Les femmes se permettent de sourire aux spéculations sur les réseaux sociaux selon lesquelles elles sortiraient en boîte à Brighton. Absolument, catégoriquement non.
“Si vous connaissiez notre Jane…” dit Jick. “Elle était toujours couverte, même ses bras étaient complètement couverts. Mais elles étaient fières d’être un peu différentes. Elles n’étaient pas obligées d’être comme les autres filles.”
“Ils n’avaient pas vraiment d’autres amis, ils n’en avaient pas besoin. Ce n’était pas une chose négative, ils avaient juste tout ce dont ils avaient besoin l’un dans l’autre. Et ils étaient toujours ensemble. Si vous voyiez l’un d’eux, les autres seraient là.”
Ils n’étaient pas, insiste-t-elle, des « solitaires », et lorsqu’il a fallu quitter la maison il y a deux ans pour emménager en trio dans un appartement à Uckbridge, ils étaient ravis.

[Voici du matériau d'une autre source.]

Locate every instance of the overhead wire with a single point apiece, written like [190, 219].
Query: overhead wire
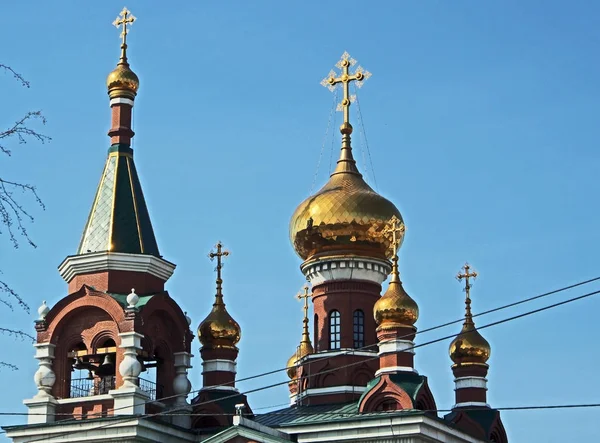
[433, 328]
[495, 323]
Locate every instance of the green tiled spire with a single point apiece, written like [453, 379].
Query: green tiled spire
[119, 219]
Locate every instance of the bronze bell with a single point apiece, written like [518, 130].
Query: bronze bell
[107, 367]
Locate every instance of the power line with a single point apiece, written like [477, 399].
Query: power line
[352, 351]
[505, 320]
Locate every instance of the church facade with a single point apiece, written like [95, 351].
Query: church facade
[113, 361]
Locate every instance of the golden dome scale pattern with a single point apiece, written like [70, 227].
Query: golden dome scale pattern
[469, 347]
[122, 81]
[345, 217]
[395, 308]
[219, 329]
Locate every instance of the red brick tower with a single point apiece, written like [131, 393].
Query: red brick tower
[219, 333]
[470, 352]
[338, 232]
[105, 348]
[397, 385]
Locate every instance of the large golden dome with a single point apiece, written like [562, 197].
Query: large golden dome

“Ils étaient ravis d’être indépendants, mais ils étaient toujours codépendants, jusqu’à un certain point, avec leur père et Geneviève. Il les aidait toujours financièrement et émotionnellement. Il était là pour eux.”
“Ils parlaient ou envoyaient des SMS plusieurs fois par jour. Maintenant, nous devons entrer dans leur appartement et régler les choses. Personne ne peut supporter ça.”
Il s’agit d’une famille aux prises avec l’éclat soudain de la publicité.
Une autre confusion s’est produite lorsque la famille a fourni à la police une photo des trois filles, mais il s’est avéré que l’image avait été modifiée numériquement parce qu’elles n’avaient pas l’une des trois sœurs ensemble.
Jick dit qu’ils sont déçus que cela ait détourné l’attention de leur tragédie – et donné plus de munitions aux théoriciens du complot.
“C’était une chasse aux sorcières”, dit-elle. “Et nos filles méritent mieux.”
Les réponses viendront, avec le temps. Ils doivent maintenant planifier de triples funérailles et entamer le processus de deuil.
Y a-t-il une consolation dans le fait que les trois sœurs sont mortes alors qu’elles vivaient ensemble ?
“Non”, crie Geneviève. “Ils ne sont pas venus au monde ensemble. Pourquoi le quitteraient-ils ensemble ? Ils avaient toute la vie devant eux. Ils étaient censés se marier, avoir des enfants, des petits-enfants. Nous avons perdu tant d’années. Il n’y a aucun réconfort ici.”